Sean recalls his interactions with professors at Midland leading himself, and other members of his family, down the path to become educators. “People like Dr. Gary Carlson, Dr. Greg Clements, and Dr. Ron Johnson were life-changing educators who got to know you and helped shape your future,” Sean said. “If they wouldn’t have had an influence on me, I might not have had an influence on Beth, or our children, to become educators. Dr. Carlson put me on the path to becoming a high school science teacher, and it is one that truly has been life changing for both me and my family.”
Kyle is an elementary physical education teacher in the Papillion-La Vista School District. He serves as the head boys track coach at Papillion-La Vista South while leading the Fort Calhoun cross country teams in the fall. Rebecca, Department Manager of Radiation Oncology at the Nebraska Medical Center, is an assistant coach with Kyle at Fort Calhoun. Kyle and Rebecca guided the Fort Calhoun boys team to a Class C state championship in 2021, along with several runner-up finishes on both the boys and girls sides. They have four children.

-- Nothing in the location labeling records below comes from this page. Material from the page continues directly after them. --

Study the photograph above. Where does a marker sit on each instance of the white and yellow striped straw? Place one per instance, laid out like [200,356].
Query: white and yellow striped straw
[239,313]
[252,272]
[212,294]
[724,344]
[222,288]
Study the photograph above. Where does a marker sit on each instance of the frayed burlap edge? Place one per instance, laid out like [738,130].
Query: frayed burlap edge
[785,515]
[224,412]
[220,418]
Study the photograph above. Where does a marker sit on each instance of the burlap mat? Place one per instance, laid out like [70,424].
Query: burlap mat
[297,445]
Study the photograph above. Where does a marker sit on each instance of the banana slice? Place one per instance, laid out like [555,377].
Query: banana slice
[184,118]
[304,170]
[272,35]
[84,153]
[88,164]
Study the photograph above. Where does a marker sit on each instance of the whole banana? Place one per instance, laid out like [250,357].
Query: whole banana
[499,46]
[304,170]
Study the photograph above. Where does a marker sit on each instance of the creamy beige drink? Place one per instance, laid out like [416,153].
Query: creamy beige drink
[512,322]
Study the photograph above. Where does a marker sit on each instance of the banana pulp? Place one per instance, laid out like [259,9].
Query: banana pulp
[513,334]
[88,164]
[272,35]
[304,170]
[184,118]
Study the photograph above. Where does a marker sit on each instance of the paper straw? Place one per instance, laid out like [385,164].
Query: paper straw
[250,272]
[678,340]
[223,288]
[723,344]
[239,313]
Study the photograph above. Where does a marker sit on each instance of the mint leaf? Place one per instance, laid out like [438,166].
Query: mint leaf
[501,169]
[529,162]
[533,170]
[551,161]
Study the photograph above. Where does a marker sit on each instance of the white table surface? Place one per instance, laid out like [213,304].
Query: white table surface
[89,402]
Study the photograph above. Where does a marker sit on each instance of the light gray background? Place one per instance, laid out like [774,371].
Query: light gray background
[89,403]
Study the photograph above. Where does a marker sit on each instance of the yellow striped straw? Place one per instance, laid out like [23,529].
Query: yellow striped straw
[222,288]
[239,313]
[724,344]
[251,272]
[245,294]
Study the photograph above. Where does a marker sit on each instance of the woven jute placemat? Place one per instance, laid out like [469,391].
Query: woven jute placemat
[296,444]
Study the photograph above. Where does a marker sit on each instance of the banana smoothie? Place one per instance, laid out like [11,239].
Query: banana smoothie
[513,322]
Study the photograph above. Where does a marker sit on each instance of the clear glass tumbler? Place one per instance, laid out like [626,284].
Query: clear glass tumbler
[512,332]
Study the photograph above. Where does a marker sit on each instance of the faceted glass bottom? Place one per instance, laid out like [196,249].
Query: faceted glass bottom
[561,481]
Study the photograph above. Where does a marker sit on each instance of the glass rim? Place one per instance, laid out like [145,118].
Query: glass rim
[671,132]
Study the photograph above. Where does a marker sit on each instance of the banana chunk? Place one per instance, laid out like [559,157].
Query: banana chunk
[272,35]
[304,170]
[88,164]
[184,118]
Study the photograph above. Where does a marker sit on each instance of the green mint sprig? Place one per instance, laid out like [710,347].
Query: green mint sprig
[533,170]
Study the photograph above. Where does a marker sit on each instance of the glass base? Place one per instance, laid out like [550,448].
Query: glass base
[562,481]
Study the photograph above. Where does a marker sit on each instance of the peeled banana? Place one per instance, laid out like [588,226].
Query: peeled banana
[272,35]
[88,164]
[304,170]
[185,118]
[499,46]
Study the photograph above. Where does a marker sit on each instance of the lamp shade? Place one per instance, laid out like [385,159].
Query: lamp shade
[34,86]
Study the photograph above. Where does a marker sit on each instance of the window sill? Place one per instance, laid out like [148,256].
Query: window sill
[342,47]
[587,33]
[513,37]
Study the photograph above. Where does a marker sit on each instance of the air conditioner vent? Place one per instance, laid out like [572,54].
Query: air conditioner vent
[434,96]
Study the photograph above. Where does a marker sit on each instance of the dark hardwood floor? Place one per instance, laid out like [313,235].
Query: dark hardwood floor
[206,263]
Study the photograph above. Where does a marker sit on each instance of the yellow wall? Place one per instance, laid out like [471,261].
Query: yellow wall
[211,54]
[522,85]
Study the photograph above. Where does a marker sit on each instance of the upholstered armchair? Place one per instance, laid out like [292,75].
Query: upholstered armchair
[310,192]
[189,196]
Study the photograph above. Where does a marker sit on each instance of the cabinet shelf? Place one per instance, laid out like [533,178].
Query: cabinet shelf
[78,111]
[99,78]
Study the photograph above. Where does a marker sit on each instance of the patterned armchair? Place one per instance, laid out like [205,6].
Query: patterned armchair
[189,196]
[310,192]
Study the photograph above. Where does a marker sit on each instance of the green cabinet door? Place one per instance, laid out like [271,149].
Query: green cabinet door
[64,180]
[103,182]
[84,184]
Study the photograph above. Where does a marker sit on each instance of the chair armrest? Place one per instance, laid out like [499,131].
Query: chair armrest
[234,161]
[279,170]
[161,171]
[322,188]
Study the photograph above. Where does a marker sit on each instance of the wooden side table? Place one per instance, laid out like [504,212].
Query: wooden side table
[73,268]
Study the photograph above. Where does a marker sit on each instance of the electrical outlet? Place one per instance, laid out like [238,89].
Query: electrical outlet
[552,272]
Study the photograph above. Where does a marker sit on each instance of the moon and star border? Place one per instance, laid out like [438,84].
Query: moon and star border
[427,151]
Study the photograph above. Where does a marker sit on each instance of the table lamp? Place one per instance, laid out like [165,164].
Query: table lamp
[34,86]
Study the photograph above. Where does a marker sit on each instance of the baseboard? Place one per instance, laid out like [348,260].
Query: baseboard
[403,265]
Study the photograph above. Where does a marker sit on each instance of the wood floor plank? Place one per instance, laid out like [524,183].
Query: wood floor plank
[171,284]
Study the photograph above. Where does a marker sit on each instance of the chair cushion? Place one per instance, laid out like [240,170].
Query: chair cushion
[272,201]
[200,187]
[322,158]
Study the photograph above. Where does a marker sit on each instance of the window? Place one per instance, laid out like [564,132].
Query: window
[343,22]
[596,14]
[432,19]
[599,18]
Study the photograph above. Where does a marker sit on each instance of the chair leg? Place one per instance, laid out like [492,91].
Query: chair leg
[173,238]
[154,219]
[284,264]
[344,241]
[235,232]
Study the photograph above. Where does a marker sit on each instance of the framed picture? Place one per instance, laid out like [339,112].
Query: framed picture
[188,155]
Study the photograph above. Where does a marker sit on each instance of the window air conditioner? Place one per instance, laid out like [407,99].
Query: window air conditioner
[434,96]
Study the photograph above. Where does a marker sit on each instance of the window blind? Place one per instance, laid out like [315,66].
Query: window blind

“Midland was a significant part of my childhood and education and helped shape me into the person I am today,” Kyle said. “I got to see great coaches like Joanne Bracker and Rich McGill interact with their teams. My weekends were filled with cross country and track meets and all the long bus rides with athletes on the team that were like extensions of our family.
“The education I got at Midland was a huge part of my development. Coach Bracker drove home the importance of physical education, and that has stuck with me to this day.”
Chris is a deputy county attorney in Douglas County. He and his wife, Nancy, who teaches pediatric nursing at Clarkson College, have one son.
“Midland was like a second home, not only attending the school, but spending my formative years at Hopkins Arena while growing up,” Chris said. “I have always been a proponent of lifelong learning, and Midland provided a strong liberal Arts foundation to build upon.”
Jim passed away in 2016, but his name lives on at Midland through the Jim McMahon Track & Field Scholarship. “Teaching and coaching was more than a job or career for our father,” Sean said. “It was a passion that he looked forward to every season and every year. That passion was always evident to us, and helped instill in each of us a desire to find a career that we would find purpose and ultimate fulfillment in. He always joked that coaching was his hobby, that he just happened to get paid for.”
Karen is grateful for everything her Midland family has meant to her over the past 45 years. “I worked with so many amazing coaches, athletic directors, professors, staff members, and students,” she said. “I am truly blessed with a wonderful family, friends, and my Midland family.”